УМЕР СЕРГЕЙ НИКОЛАЕВИЧ ЕСИН
Всего неделю назад мы с ним разговаривали перед моими лекциями у аспирантов — о литературе XVIII века, которую Есин, как оказалось, очень ценил. Он спрашивал о моей книге о новом понимании (с главами о XVIII веке), которую, к сожалению (и чувством неловкости), я подарить не мог — просто потому, что у меня ее уже нет: закончилась. А неловкость тут в том, что свои-то книги Сергей Николаевич мне исправно дарил. Вот последняя, обратите внимание на дату.
Самокат мой всплыл в памяти у Есина, очевидно, в связи с приемной комиссией в Лите, где, как всегда, Сергей Николаевич играл заглавную роль, ну а меня попросили сыграть совершенно проходную, в одном эпизоде. Вот, когда я парковался во дворике Лита, мы и по-доброму так поговорили насчет здорового вида транспорта. И у кого он лучше.
А что касается XVIII века, то Есин очень заинтересованно отнесся к моему докладу на октябрьской конференции в институте («Литература народов России и революция»), где тема моя была такая: «Революционно-демократическая аксиология и истолкование русской классической литературы после Октября». Каждый из моих читателей может догадаться, что я мог сказать об этой аксиологии и этом истолковании, однако там было отступление о практике издания Державина (до революции и после). Есину же, как ни странно, доклад понравился, у нас возник длинный такой диалог на Пленарном заседании, который продолжился затем в том же самом дворике на добрых полчаса: о непоследовательности издательской практики Грота… Жаль, не договорили… Наутро я уже должен был читать другой доклад (уже о Тургеневе) в Орле, поэтому интересный разговор пришлось поневоле скомкать, так и не разрешилась в этом дворике проблема издания Державина…

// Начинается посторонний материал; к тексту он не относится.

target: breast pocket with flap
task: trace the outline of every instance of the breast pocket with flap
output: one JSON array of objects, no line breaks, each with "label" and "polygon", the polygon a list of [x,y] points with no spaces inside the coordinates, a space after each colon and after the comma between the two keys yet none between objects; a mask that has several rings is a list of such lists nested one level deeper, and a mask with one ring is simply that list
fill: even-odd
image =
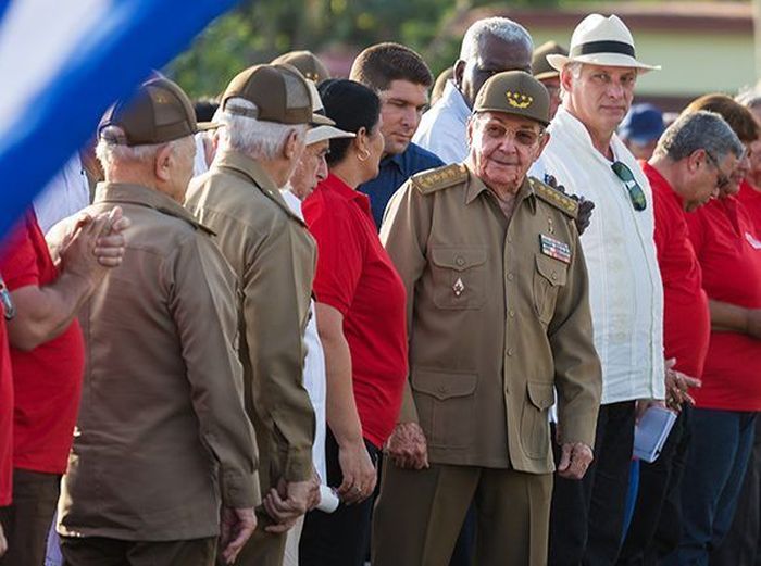
[{"label": "breast pocket with flap", "polygon": [[431,249],[434,303],[439,309],[481,309],[486,302],[486,248]]}]

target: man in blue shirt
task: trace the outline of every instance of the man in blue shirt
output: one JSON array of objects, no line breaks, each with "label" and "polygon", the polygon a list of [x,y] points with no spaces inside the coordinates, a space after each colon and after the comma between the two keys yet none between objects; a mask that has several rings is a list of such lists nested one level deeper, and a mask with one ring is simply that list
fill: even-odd
[{"label": "man in blue shirt", "polygon": [[412,143],[434,77],[425,61],[411,49],[399,43],[377,43],[357,56],[349,78],[380,97],[380,131],[386,142],[380,171],[358,189],[370,197],[379,228],[386,203],[408,178],[444,165],[436,155]]}]

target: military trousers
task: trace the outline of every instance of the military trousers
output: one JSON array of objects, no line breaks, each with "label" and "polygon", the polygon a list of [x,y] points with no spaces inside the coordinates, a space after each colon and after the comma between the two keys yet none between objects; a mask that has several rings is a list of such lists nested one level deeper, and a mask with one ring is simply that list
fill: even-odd
[{"label": "military trousers", "polygon": [[476,511],[474,564],[547,563],[552,474],[431,464],[423,470],[388,460],[373,516],[373,566],[447,566],[471,502]]},{"label": "military trousers", "polygon": [[126,541],[61,537],[63,566],[213,566],[216,537],[178,541]]}]

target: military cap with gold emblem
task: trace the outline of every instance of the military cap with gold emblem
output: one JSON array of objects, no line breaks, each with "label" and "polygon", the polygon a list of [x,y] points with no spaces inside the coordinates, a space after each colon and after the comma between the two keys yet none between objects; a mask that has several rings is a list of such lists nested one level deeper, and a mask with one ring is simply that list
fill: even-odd
[{"label": "military cap with gold emblem", "polygon": [[481,87],[473,112],[504,112],[550,123],[550,96],[545,86],[523,71],[506,71],[491,76]]}]

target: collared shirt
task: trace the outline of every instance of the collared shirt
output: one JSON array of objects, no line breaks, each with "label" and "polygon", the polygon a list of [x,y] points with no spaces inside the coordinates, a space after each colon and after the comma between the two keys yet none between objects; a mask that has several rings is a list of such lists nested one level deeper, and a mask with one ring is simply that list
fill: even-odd
[{"label": "collared shirt", "polygon": [[[689,237],[709,299],[761,309],[761,234],[735,197],[714,199],[687,215]],[[761,411],[761,340],[712,331],[695,405],[723,411]]]},{"label": "collared shirt", "polygon": [[314,240],[264,168],[235,151],[219,152],[190,181],[186,206],[216,232],[238,278],[246,407],[269,460],[262,487],[308,480],[314,411],[302,373]]},{"label": "collared shirt", "polygon": [[87,211],[114,205],[132,226],[122,264],[80,312],[88,362],[58,531],[214,537],[221,503],[258,501],[235,278],[210,234],[165,194],[100,184]]},{"label": "collared shirt", "polygon": [[423,114],[412,141],[427,149],[447,164],[467,156],[467,120],[471,109],[451,80],[441,98]]},{"label": "collared shirt", "polygon": [[380,160],[378,176],[357,188],[370,197],[370,207],[373,210],[375,226],[380,229],[383,213],[386,212],[388,200],[407,179],[415,173],[441,165],[444,162],[440,159],[412,142],[403,152],[387,155]]},{"label": "collared shirt", "polygon": [[79,154],[75,153],[35,199],[35,212],[42,234],[89,203],[90,185]]},{"label": "collared shirt", "polygon": [[344,316],[362,435],[383,448],[407,375],[404,287],[375,231],[370,200],[328,175],[303,202],[317,240],[314,294]]},{"label": "collared shirt", "polygon": [[[283,199],[290,210],[299,218],[303,219],[301,201],[290,190],[283,191]],[[312,445],[312,461],[314,469],[320,474],[320,479],[327,485],[327,469],[325,467],[325,402],[327,400],[327,382],[325,376],[325,352],[317,334],[317,317],[314,307],[314,299],[309,303],[309,323],[304,330],[304,343],[307,345],[307,359],[304,360],[304,387],[314,407],[314,444]]]},{"label": "collared shirt", "polygon": [[389,202],[380,238],[410,328],[400,422],[420,423],[432,462],[552,471],[553,387],[562,440],[594,444],[600,366],[584,255],[535,184],[510,221],[464,165],[415,175]]},{"label": "collared shirt", "polygon": [[582,236],[589,272],[595,345],[602,362],[602,403],[663,399],[663,284],[653,241],[652,192],[637,161],[616,135],[615,159],[632,171],[647,207],[634,210],[612,162],[598,152],[582,122],[558,110],[542,152],[545,171],[569,193],[595,202],[591,224]]},{"label": "collared shirt", "polygon": [[663,279],[663,345],[675,369],[700,378],[703,373],[711,315],[702,288],[702,271],[689,240],[682,198],[647,162],[643,171],[652,187],[656,214],[656,248]]}]

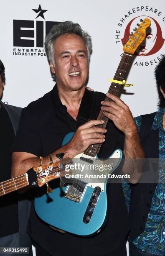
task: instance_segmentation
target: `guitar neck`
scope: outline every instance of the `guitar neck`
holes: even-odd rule
[[[117,80],[122,82],[126,80],[128,75],[128,71],[129,69],[130,64],[132,61],[133,54],[124,52],[120,63],[114,77],[114,80]],[[115,96],[119,97],[122,85],[115,82],[112,82],[108,90],[108,92]],[[107,97],[105,99],[106,101],[112,101]],[[100,127],[105,128],[108,121],[108,118],[103,115],[103,111],[102,110],[99,113],[98,120],[104,120],[104,123],[100,125]],[[84,152],[84,154],[92,157],[94,157],[97,154],[98,154],[102,144],[95,144],[90,146]]]
[[[0,197],[29,185],[25,174],[0,183]]]

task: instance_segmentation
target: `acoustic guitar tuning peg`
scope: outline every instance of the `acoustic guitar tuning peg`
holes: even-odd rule
[[[51,187],[49,187],[48,182],[46,182],[46,184],[47,186],[46,192],[47,193],[47,194],[48,194],[48,193],[52,193],[53,189],[51,188]]]

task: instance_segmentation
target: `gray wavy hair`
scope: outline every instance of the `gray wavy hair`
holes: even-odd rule
[[[67,21],[60,22],[52,28],[50,32],[46,35],[45,39],[45,48],[48,60],[52,62],[54,67],[56,64],[54,59],[53,43],[57,38],[61,34],[74,33],[78,35],[84,40],[86,45],[89,63],[92,51],[91,37],[87,32],[83,30],[79,24],[72,21]],[[53,76],[53,77],[54,77]]]

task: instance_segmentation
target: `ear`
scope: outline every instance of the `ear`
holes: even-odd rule
[[[51,72],[53,73],[53,74],[55,74],[55,69],[54,69],[54,65],[53,64],[52,61],[50,61],[49,64]]]
[[[160,86],[159,89],[160,89],[160,91],[162,92],[163,97],[165,98],[165,93],[163,92],[163,90],[162,90],[162,87]]]

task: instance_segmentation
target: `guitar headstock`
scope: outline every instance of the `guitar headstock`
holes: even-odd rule
[[[124,52],[133,54],[145,38],[146,31],[151,25],[149,19],[140,20],[140,24],[138,24],[137,28],[135,28],[133,33],[131,33],[131,37],[125,44],[123,49]]]
[[[53,164],[45,165],[34,166],[33,167],[37,174],[38,187],[42,187],[47,182],[64,176],[66,174],[70,174],[71,172],[66,172],[65,167],[66,164],[71,163],[70,158],[64,158]]]

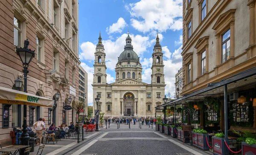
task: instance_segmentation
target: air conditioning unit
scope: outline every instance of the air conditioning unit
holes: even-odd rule
[[[237,100],[238,99],[238,93],[234,93],[230,94],[230,101]]]

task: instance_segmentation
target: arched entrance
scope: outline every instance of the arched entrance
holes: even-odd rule
[[[124,116],[133,116],[134,115],[134,96],[128,92],[124,95],[124,105],[123,110],[125,111]]]

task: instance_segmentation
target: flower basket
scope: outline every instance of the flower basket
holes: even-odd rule
[[[242,155],[256,155],[256,144],[249,145],[242,142]]]
[[[203,150],[209,150],[209,147],[207,144],[206,138],[209,140],[209,134],[195,132],[192,132],[193,146]]]

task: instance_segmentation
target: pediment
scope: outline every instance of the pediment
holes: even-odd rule
[[[146,85],[148,84],[139,80],[131,78],[127,78],[112,83],[111,85]]]

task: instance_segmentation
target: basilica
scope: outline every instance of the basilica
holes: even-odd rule
[[[117,57],[115,82],[107,83],[106,53],[100,33],[95,53],[93,66],[93,99],[99,98],[98,109],[105,117],[154,117],[154,107],[162,104],[165,84],[163,54],[158,35],[152,54],[151,83],[142,82],[142,66],[128,32],[124,51]],[[136,51],[136,49],[134,49]],[[93,112],[96,109],[93,103]],[[94,113],[93,113],[94,114]]]

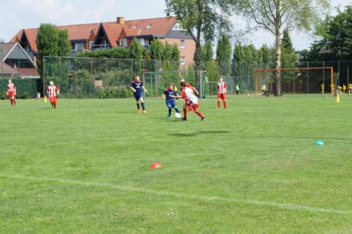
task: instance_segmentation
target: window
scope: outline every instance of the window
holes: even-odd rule
[[[120,46],[127,47],[127,39],[120,39]]]
[[[146,27],[146,30],[150,30],[151,28],[151,24],[149,24]]]
[[[172,30],[176,30],[176,31],[185,31],[182,25],[181,25],[180,22],[177,22],[176,25],[175,25],[174,27],[172,28]]]
[[[181,57],[181,60],[180,61],[180,63],[182,65],[186,65],[186,58],[185,57]]]
[[[82,51],[84,48],[84,44],[82,42],[75,44],[75,51],[76,52],[80,52]]]
[[[180,48],[185,48],[186,47],[186,41],[184,40],[181,40],[181,42],[180,44]]]

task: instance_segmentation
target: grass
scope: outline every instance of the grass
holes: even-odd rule
[[[228,103],[1,101],[0,233],[352,233],[352,98]]]

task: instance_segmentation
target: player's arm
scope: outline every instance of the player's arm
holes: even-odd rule
[[[194,91],[194,93],[196,95],[196,96],[199,96],[199,92],[198,91],[198,90],[196,89],[196,87],[193,87],[193,91]]]
[[[146,89],[144,85],[142,86],[142,89],[144,91],[144,92],[148,93],[148,91]]]

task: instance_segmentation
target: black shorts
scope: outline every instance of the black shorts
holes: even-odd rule
[[[136,100],[139,100],[139,99],[141,99],[141,98],[143,98],[142,93],[134,93],[134,98],[136,98]]]

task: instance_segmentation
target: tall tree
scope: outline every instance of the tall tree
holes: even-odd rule
[[[164,53],[163,55],[163,60],[172,61],[172,45],[171,45],[168,41],[165,42]]]
[[[234,2],[242,15],[275,37],[275,68],[281,68],[281,36],[284,28],[310,30],[328,0],[243,0]],[[280,72],[275,74],[275,95],[281,96]]]
[[[71,42],[68,39],[68,34],[67,30],[58,30],[58,56],[68,56],[71,51]]]
[[[58,48],[58,32],[56,27],[51,24],[41,24],[37,34],[38,55],[37,65],[39,74],[43,77],[43,59],[44,56],[56,56]]]
[[[292,41],[287,30],[284,30],[284,36],[281,42],[282,44],[282,63],[283,67],[292,67],[293,64],[297,62],[298,57],[296,53]]]
[[[206,42],[201,48],[201,61],[206,63],[212,60],[214,58],[214,51],[213,50],[213,45]]]
[[[130,45],[130,58],[135,59],[143,59],[146,54],[146,48],[141,45],[136,37],[133,38],[132,42]]]
[[[352,6],[348,6],[346,12],[346,39],[342,54],[346,60],[352,60]]]
[[[161,40],[153,40],[151,43],[151,58],[161,60],[164,53],[164,44]]]
[[[232,0],[234,1],[234,0]],[[202,38],[213,41],[215,32],[228,32],[234,4],[229,0],[165,0],[166,13],[175,15],[189,33],[196,34],[194,63],[199,71],[201,63]],[[198,72],[197,72],[198,75]]]
[[[216,60],[222,75],[227,76],[231,72],[231,42],[230,37],[222,35],[218,42]]]

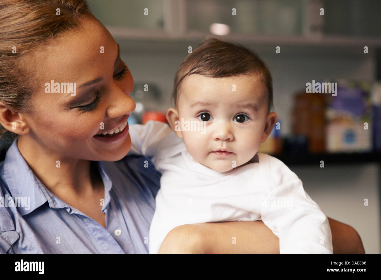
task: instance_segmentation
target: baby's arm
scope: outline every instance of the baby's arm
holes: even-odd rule
[[[361,238],[354,229],[328,219],[334,254],[365,253]],[[279,254],[279,239],[261,221],[186,224],[175,227],[167,235],[159,253]]]
[[[261,218],[279,237],[281,254],[333,253],[328,219],[297,177],[269,194],[262,202]]]
[[[154,157],[162,149],[181,140],[167,124],[150,121],[145,125],[131,125],[129,133],[131,149],[129,155]]]

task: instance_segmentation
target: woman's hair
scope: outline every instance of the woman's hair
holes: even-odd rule
[[[79,19],[91,15],[86,0],[1,0],[0,101],[18,112],[31,112],[32,80],[37,75],[26,71],[21,59],[80,27]],[[0,137],[4,134],[14,139],[17,136],[0,124]]]
[[[267,92],[267,114],[273,107],[272,79],[264,62],[256,53],[233,42],[208,38],[181,63],[174,76],[171,99],[177,106],[184,79],[192,74],[221,78],[253,74]]]

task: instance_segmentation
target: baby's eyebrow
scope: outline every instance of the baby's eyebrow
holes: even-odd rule
[[[201,101],[198,101],[197,102],[195,102],[191,105],[190,105],[191,109],[195,107],[196,106],[210,106],[211,105],[211,103],[208,103],[207,102],[202,102]]]
[[[258,106],[255,103],[244,103],[243,104],[236,104],[235,106],[239,108],[245,108],[252,110],[254,112],[258,112]]]

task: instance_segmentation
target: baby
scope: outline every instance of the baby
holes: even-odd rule
[[[130,152],[152,157],[162,174],[150,253],[181,225],[259,220],[279,238],[281,253],[332,253],[328,219],[301,181],[257,152],[277,115],[270,112],[271,75],[255,53],[204,41],[180,65],[172,97],[170,127],[156,121],[130,127]]]

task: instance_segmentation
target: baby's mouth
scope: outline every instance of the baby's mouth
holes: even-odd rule
[[[216,150],[214,151],[213,152],[211,152],[212,154],[213,154],[218,156],[218,157],[227,157],[229,155],[231,155],[234,154],[231,152],[229,152],[228,151],[223,151],[223,150]]]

Я не думаю, что мое направление могло быть близко Сергею Николаевичу, «леваку» и социалисту; к акцентуации христианского пласта русской классики он питал известное предубеждение, которое как-то переносилось и на персоналии; некоторые его предположения, звучащие в «Дневниках», настолько фантастичны, что я не буду даже их обсуждать, однако он один из тех, кто постоянно высказывал самый живой и неподдельный интерес к чужой жизни (например, моей), научным занятиям, да и просто к литературе как таковой. Редкое качество! Говорят, что к студентам он относился лучше, чем к преподавателям: тоже редкое качество! Мне неизвестно (да и знать не хочу), как он отзывался обо мне заглазно, но в личном общении Сергей Николаевич всегда был предупредительным и — до неловкости с моей стороны — внимательным, как уже заметил, с неподдельно живым интересом к изысканиям, которые, очевидно, не могли быть ему направленчески слишком уж близки.
Когда я стал преподавать в Лите, он уже не был ректором, однако было заметно, что авторитет и влияние вполне сохранил. Как утверждают многие, именно он спас Литературный институт от уничтожения в «лихие» годы. Поклонимся ему за это.